That definition does sound much more like one of a family suffering “a culture of disruption and irresponsibility”, certainly. But normally, when one changes a definition of something, the number of cases falling under that definition also changes. Not so with the troubled families. The department continued – and continues – to refer to “120,000” of them.

Even worse, when the Prime Minister first referred to the families (using the kinder definition), he did so with an extraordinary level of granularity, saying:

There are an estimated 4,500 of these families in Birmingham, 2,500 in Manchester, and 1,115 here in Sandwell.

Once the definition changed, had the location? Like hell.

As Jonathan Portes concluded his post:

It is difficult to conclude anything except that the Department, and the governnment, have become hung up on the 120,000 number despite the fact that they are well aware that it is now completely discredited, either as a national estimate of the number of “troubled families” or as a sensible guide to local policy.

The release of today’s report just confirms that feeling. The figure of 120,000 is mentioned exactly twice in the 30,000 word report (pdf), once in author Louise Casey’s foreword and once in the introduction.
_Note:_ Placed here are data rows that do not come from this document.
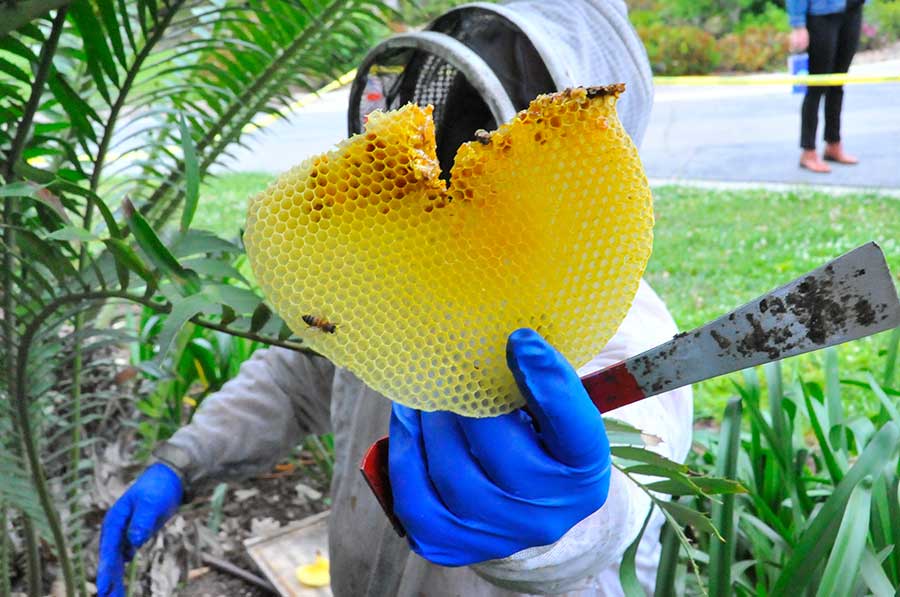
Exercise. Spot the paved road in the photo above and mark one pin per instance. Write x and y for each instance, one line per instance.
(696, 133)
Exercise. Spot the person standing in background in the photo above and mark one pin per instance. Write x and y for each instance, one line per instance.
(829, 30)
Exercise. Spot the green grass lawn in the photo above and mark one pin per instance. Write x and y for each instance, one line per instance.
(714, 251)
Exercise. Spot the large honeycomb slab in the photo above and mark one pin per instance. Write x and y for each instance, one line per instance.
(415, 287)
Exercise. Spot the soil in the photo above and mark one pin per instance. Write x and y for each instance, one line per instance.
(275, 498)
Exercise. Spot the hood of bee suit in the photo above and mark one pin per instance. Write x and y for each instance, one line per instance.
(479, 63)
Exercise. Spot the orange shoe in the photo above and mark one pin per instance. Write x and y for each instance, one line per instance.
(834, 152)
(809, 160)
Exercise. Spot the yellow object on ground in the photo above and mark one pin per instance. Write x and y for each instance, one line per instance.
(414, 287)
(316, 574)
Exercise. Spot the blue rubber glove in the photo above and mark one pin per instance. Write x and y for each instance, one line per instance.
(469, 490)
(151, 500)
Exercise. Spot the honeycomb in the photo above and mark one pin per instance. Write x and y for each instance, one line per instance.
(414, 286)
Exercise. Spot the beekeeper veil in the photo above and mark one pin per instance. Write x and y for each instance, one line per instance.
(480, 63)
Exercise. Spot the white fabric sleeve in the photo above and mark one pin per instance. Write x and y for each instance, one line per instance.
(256, 418)
(598, 542)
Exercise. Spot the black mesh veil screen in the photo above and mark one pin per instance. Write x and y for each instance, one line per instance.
(398, 77)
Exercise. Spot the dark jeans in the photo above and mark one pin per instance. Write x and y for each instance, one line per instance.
(833, 40)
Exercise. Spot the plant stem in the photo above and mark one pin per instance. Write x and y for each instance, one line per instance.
(45, 63)
(891, 364)
(117, 106)
(14, 15)
(239, 113)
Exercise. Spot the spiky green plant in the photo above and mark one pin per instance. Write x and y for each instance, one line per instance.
(821, 516)
(137, 99)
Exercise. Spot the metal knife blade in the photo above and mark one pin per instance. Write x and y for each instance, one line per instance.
(846, 299)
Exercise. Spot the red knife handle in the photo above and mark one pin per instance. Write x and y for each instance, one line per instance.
(613, 387)
(609, 389)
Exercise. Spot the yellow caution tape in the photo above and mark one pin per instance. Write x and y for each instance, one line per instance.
(683, 81)
(270, 119)
(816, 80)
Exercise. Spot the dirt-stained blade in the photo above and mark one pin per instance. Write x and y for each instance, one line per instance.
(849, 298)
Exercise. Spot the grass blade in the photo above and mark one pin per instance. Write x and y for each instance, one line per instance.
(850, 543)
(191, 175)
(833, 400)
(668, 561)
(628, 569)
(890, 365)
(874, 576)
(721, 554)
(819, 534)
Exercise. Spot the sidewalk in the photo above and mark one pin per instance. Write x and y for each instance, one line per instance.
(714, 133)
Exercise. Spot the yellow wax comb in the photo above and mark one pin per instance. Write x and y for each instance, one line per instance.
(375, 263)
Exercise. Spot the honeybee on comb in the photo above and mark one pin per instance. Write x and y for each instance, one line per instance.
(319, 322)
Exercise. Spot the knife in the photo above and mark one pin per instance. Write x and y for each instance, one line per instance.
(846, 299)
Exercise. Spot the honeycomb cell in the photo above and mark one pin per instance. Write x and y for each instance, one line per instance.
(547, 223)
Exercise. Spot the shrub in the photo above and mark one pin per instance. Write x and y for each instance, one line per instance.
(886, 14)
(684, 50)
(820, 515)
(870, 37)
(755, 49)
(771, 16)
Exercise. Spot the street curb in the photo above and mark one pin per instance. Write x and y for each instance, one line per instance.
(834, 190)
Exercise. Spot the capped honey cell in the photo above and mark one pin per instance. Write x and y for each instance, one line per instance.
(546, 223)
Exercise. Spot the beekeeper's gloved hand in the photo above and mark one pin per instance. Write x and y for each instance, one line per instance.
(469, 490)
(133, 519)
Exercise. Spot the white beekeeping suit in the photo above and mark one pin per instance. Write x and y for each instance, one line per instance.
(280, 396)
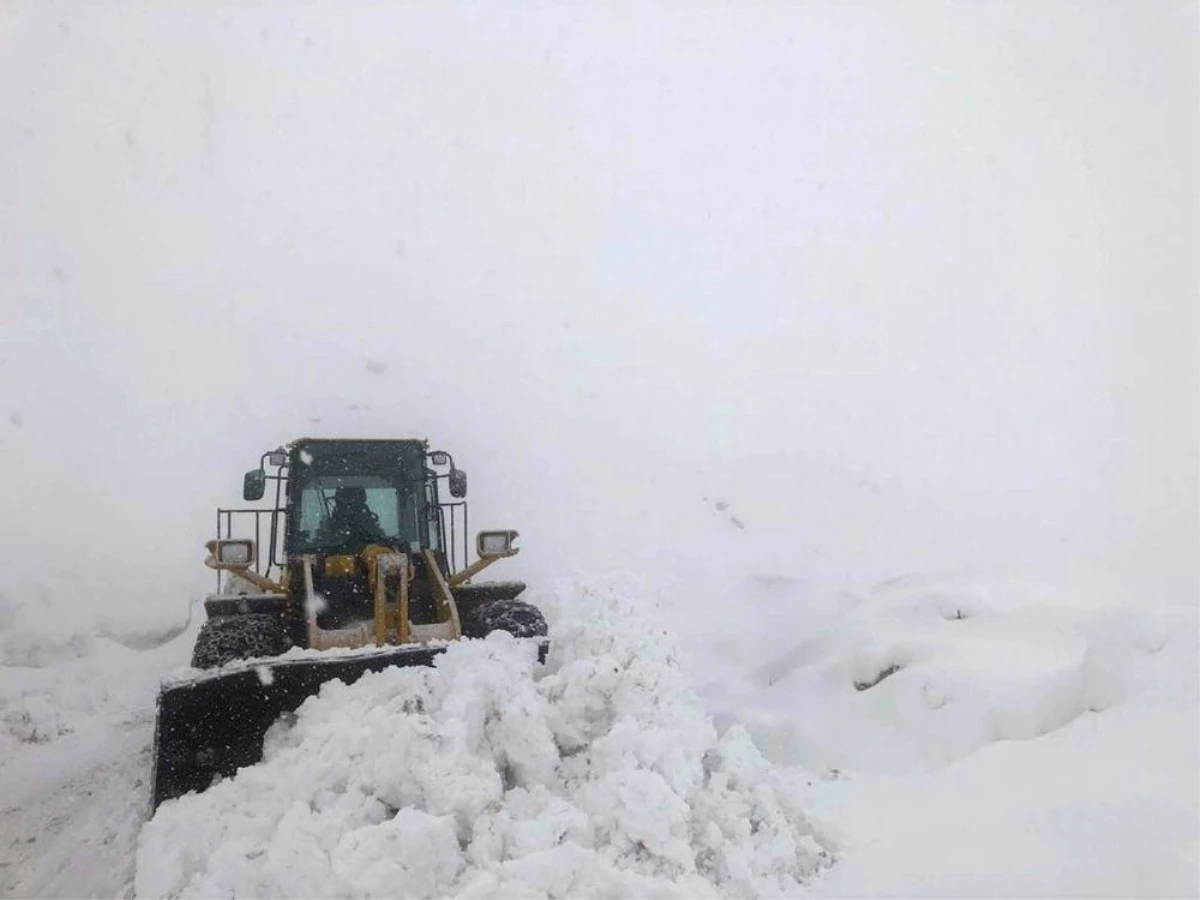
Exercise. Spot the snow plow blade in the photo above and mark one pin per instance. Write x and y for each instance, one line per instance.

It is also mentioned twice in the 600 word press release, and twice in each of the Guardian and Mail‘s reports on the topic. It seems like something which has little to do with the content of the report (an admirable qualititative study of what it’s like to live in an incredibly disfunctional household, but one which offers little guidance as to how widespread the problems are) and everything to do with a need to push a continuing narrative.

People like to put numbers on things, so here’s one: with the actual information the DCLG has put out, we know of just 16 troubled families, the ones interviewed by Casey. Pick a number any higher than that and you’re getting into the same voodoo mathematics the government has been performing for the last six months.